Think about the way your body reacts to a drug. Your baby’s body will react in the same way but with more extreme outcomes because their developing, sensitive bodies aren’t prepared to process the drug. If you’ve developed a high tolerance for a drug, remember that your baby has no tolerance. (Breastfeeding Review, Vol. 6, No. 2, 1998 Aug: 27-30)
If you do choose to use recreational drugs while breastfeeding, follow these rules to minimize the risk to your baby:
- Never breastfeed your baby while under the influence of any drug that wasn’t prescribed by your doctor and approved for safe use while breastfeeding. Pump and dump your milk at the times your baby would normally feed to eliminate contaminated milk and keep your milk supply from decreasing.
- Don’t assume that marijuana products with even a little THC are safe while breastfeeding, even if marijuana has been legalized where you live. THC is still an intoxicating substance that can have a negative impact on your developing baby.
- You can resume breastfeeding when your body is relieved of all trace elements of your recreational drugs. If you’re a daily drug user, you should discuss safety with your doctor. You may need to bottle feed if you continuously take drugs to avoid withdrawal symptoms.
Rule #3: Medical Procedures & Prescription Medication
If you need a medical procedure that requires injecting a substance into your veins or taking a drug by mouth, you may need to wait a period of time before breastfeeding. For example, you may have dye inserted into your veins before having a CT scan, or you may need radioactive iodine when having your thyroid scanned.
Some prescription medications are also dangerous while breastfeeding. It’s important to understand whether each of your medications will make it into your breast milk and if they present any harm to your baby, especially if you take them daily.
The rules are simple with this one:
- Make sure the doctor prescribing your medical procedure is aware that you’re breastfeeding. Tell anyone administering your test so they’re aware as well. Also discuss your breastfeeding concerns each time a new medication is prescribed or your dosage is increased. Don’t assume your doctor will remember you’re still breastfeeding, especially if that doctor doesn’t also care for your baby.
- Ask questions regarding breastfeeding and your medical condition and the test. That includes understanding the safety of any prescription medications in addition to the procedure you’re going to undergo. Ask when it’s safe to resume breastfeeding and what the potential risks are for your baby.
- Follow doctor recommendations without modification for convenience. If you need to wait 24 or 48 hours after the procedure to breastfeed, then make plans ahead of time to ensure your baby has milk in storage for that period of time. You will need to pump and dump at your baby’s regularly scheduled feeding times to ensure your milk is safe and your milk supply isn’t impacted.

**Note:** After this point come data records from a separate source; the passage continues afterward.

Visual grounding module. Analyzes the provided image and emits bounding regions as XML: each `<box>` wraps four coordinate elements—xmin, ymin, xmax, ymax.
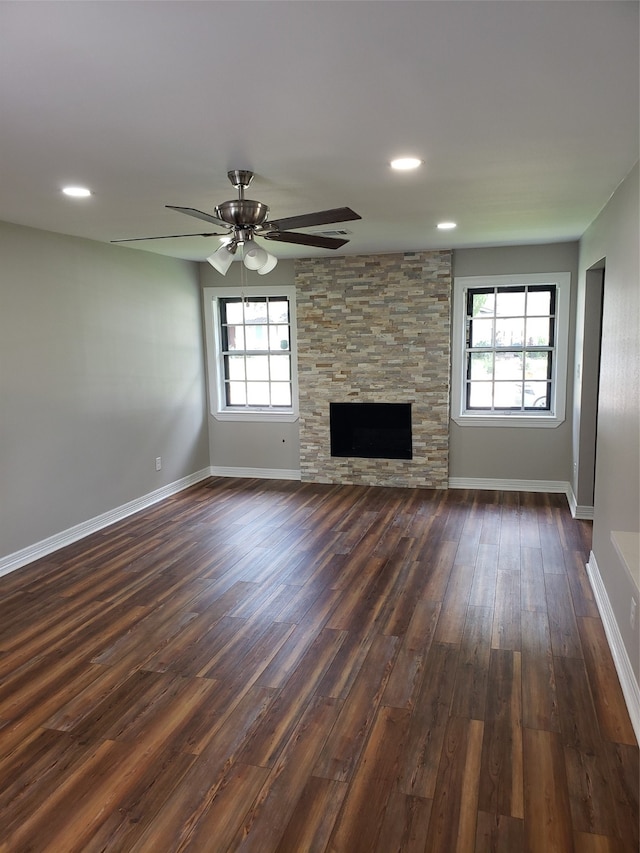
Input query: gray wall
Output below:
<box><xmin>449</xmin><ymin>243</ymin><xmax>578</xmax><ymax>481</ymax></box>
<box><xmin>200</xmin><ymin>242</ymin><xmax>578</xmax><ymax>482</ymax></box>
<box><xmin>574</xmin><ymin>160</ymin><xmax>640</xmax><ymax>680</ymax></box>
<box><xmin>200</xmin><ymin>261</ymin><xmax>300</xmax><ymax>472</ymax></box>
<box><xmin>0</xmin><ymin>218</ymin><xmax>209</xmax><ymax>557</ymax></box>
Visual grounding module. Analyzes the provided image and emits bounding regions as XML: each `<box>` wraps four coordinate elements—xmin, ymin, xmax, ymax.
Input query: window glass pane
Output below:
<box><xmin>471</xmin><ymin>293</ymin><xmax>496</xmax><ymax>317</ymax></box>
<box><xmin>224</xmin><ymin>299</ymin><xmax>243</xmax><ymax>325</ymax></box>
<box><xmin>527</xmin><ymin>290</ymin><xmax>551</xmax><ymax>317</ymax></box>
<box><xmin>269</xmin><ymin>326</ymin><xmax>289</xmax><ymax>350</ymax></box>
<box><xmin>494</xmin><ymin>382</ymin><xmax>522</xmax><ymax>409</ymax></box>
<box><xmin>225</xmin><ymin>326</ymin><xmax>244</xmax><ymax>352</ymax></box>
<box><xmin>244</xmin><ymin>298</ymin><xmax>267</xmax><ymax>323</ymax></box>
<box><xmin>269</xmin><ymin>355</ymin><xmax>291</xmax><ymax>382</ymax></box>
<box><xmin>469</xmin><ymin>352</ymin><xmax>493</xmax><ymax>381</ymax></box>
<box><xmin>242</xmin><ymin>355</ymin><xmax>269</xmax><ymax>382</ymax></box>
<box><xmin>468</xmin><ymin>382</ymin><xmax>493</xmax><ymax>409</ymax></box>
<box><xmin>245</xmin><ymin>326</ymin><xmax>269</xmax><ymax>350</ymax></box>
<box><xmin>225</xmin><ymin>355</ymin><xmax>245</xmax><ymax>379</ymax></box>
<box><xmin>469</xmin><ymin>320</ymin><xmax>493</xmax><ymax>347</ymax></box>
<box><xmin>496</xmin><ymin>288</ymin><xmax>525</xmax><ymax>317</ymax></box>
<box><xmin>524</xmin><ymin>352</ymin><xmax>550</xmax><ymax>381</ymax></box>
<box><xmin>524</xmin><ymin>382</ymin><xmax>549</xmax><ymax>409</ymax></box>
<box><xmin>227</xmin><ymin>382</ymin><xmax>247</xmax><ymax>406</ymax></box>
<box><xmin>271</xmin><ymin>382</ymin><xmax>291</xmax><ymax>406</ymax></box>
<box><xmin>247</xmin><ymin>382</ymin><xmax>269</xmax><ymax>406</ymax></box>
<box><xmin>495</xmin><ymin>352</ymin><xmax>523</xmax><ymax>380</ymax></box>
<box><xmin>527</xmin><ymin>317</ymin><xmax>551</xmax><ymax>347</ymax></box>
<box><xmin>269</xmin><ymin>299</ymin><xmax>289</xmax><ymax>323</ymax></box>
<box><xmin>496</xmin><ymin>317</ymin><xmax>524</xmax><ymax>347</ymax></box>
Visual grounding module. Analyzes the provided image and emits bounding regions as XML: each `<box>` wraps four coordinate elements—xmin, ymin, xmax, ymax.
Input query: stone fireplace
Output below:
<box><xmin>296</xmin><ymin>251</ymin><xmax>451</xmax><ymax>488</ymax></box>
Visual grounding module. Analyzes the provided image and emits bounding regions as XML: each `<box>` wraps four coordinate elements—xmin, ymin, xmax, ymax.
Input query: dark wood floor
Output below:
<box><xmin>0</xmin><ymin>479</ymin><xmax>638</xmax><ymax>853</ymax></box>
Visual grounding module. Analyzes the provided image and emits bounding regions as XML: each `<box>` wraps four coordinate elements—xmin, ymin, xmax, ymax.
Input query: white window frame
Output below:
<box><xmin>203</xmin><ymin>285</ymin><xmax>298</xmax><ymax>423</ymax></box>
<box><xmin>451</xmin><ymin>272</ymin><xmax>571</xmax><ymax>428</ymax></box>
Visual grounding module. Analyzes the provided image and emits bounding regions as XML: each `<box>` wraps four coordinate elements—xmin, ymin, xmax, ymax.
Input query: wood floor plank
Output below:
<box><xmin>578</xmin><ymin>616</ymin><xmax>637</xmax><ymax>746</ymax></box>
<box><xmin>329</xmin><ymin>705</ymin><xmax>410</xmax><ymax>853</ymax></box>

Rule #4: Sanitary Concerns
There are times when you may question the cleanliness of your surrounding environment, the water you’ve consumed, or the foods you’ve eaten. You may show signs of food poisoning or other illnesses caused by bacteria, viruses, or other problems with your food, drink, or air supply.
Many breastfeeding moms will never have to worry about that, but you may if you’re traveling or you experience a natural disaster. In those cases, it’s always best to pump and dump if you’re uncertain. Try to check with a medical professional for guidance, but if that’s not possible, pumping and dumping is better than potentially putting your baby at risk.
You May Not Need to Ever Dump Breast Milk
If you don’t use recreational drugs, rarely consume more than a drink or two at a time, and aren’t traveling or undergoing any unusual medical treatments, you likely will have no reason to pump and dump breast milk. If special circumstances arise and you’re uncertain, contact your doctor or pediatrician to ask questions. It helps to keep your freezer stash full because you never know when something unexpected may come up.